GoalGist logo

Frenkie de Jong's World Cup Exit: A Tactical Blunder

Frenkie de Jong’s World Cup ended not with a roar, but with a grim walk past the penalty spot and into the tunnel.

The Barcelona midfielder, the heartbeat of the Netherlands through the group stage, watched from the sidelines as Morocco held their nerve in a shootout to send Ronald Koeman’s side home. He had emptied himself for close to 110 minutes, then saw the decisive drama unfold without him.

What followed in the Netherlands was almost as brutal as the exit itself.

From fulcrum to lightning rod

Dutch pundits had already circled Koeman’s tactical choices as a problem. This defeat turned that concern into open revolt. The system came under fire, and so did its central figure.

Frenkie, usually the calm in any storm, suddenly found himself at the eye of it.

Rafael van der Vaart, never one to sugar-coat, delivered the sharpest blow. Speaking on NOS, in comments carried by Mundo Deportivo, the former international didn’t just criticise De Jong. He went for the jugular:

“Frenkie de Jong played the worst match I have ever seen from him.”

For a player who had recently dismissed some of his critics by suggesting many people watch football without truly understanding it, those words cut deep. This wasn’t social media noise. This was a Dutch icon, on national television, questioning a performance from a player many see as the technical standard-bearer of the Oranje.

A flawed plan in the wrong battle

Van der Vaart did not stop at the individual. He turned his gaze on the structure that left De Jong exposed.

“It was really disappointing, but that is also because of the system. I consider midfield to be Morocco’s strongest point, and even so we decided to play against them with only two midfielders.”

That single decision shaped the entire night.

Morocco’s engine room is their pride: aggressive, compact, and relentless in the press. Koeman’s choice to go light in midfield handed them the one thing they crave—space to swarm. De Jong, usually the one dictating rhythm and breaking lines, instead found himself outnumbered, forced deeper, and constantly funneled into traffic.

Van der Vaart’s frustration grew as he assessed the wider picture.

“I am very disappointed with Holland. We got through the group stage quite well. Things were starting to work, so what goes through your mind for you to suddenly have to do things completely differently against Morocco? I do not understand anything at all.”

That is the heart of the Dutch anger. This was not a team gradually exposed over weeks. This was a side that had found some balance, then chose a different route on the night it mattered most.

Caution where there should have been courage

De Jong did not escape criticism for his own choices on the ball. Jan Mulder, another prominent Dutch voice, honed in on his passing.

“He was too cautious, I only saw sideways passes.”

In a knockout match, sideways becomes symbolic. When Frenkie drives forward, carries through pressure and punches passes between the lines, the Netherlands breathe differently. Against Morocco, those moments were rare. Whether it was instruction, fatigue or hesitation, the effect was the same: the Dutch midfield lost its bite.
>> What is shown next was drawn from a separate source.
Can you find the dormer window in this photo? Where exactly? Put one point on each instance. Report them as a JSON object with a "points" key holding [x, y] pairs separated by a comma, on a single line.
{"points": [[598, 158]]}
The context matters. De Jong was dropped into a structure that left him and his partner constantly chasing shadows, with little support between the lines and limited options ahead of the ball. Morocco smelled that weakness and squeezed it. The Netherlands never found control, never found numbers, never found rhythm.

Yet on nights like this, nuance often loses out to verdicts. And the verdict on De Jong, from some corners, was unforgiving.

One bad night, not a new reality

Inside Barcelona, the reaction will be different.

This match will not alter how the club view their captain. One off-key performance in a knockout tie does not erase his defining traits: the press resistance, the glide through midfield, the progressive passing, the constant link between defence and attack.

Through the group stage, he had been exactly that for the Oranje—sublime at times, the reference point in possession and the escape route under pressure. Morocco changed the equation by overloading his zone and punishing the tactical gamble around him. De Jong could not solve it alone.

This, ultimately, is where the debate will sit in the Netherlands in the coming days. Was this Frenkie de Jong’s failure, or a system that asked even a player of his quality to do too much, with too little help, against the wrong opponent?

For now, the only certainty is that one of Europe’s most gifted midfielders flies back to Barcelona with a World Cup cut short, a bruising set of headlines behind him, and a point to prove when the club season resumes.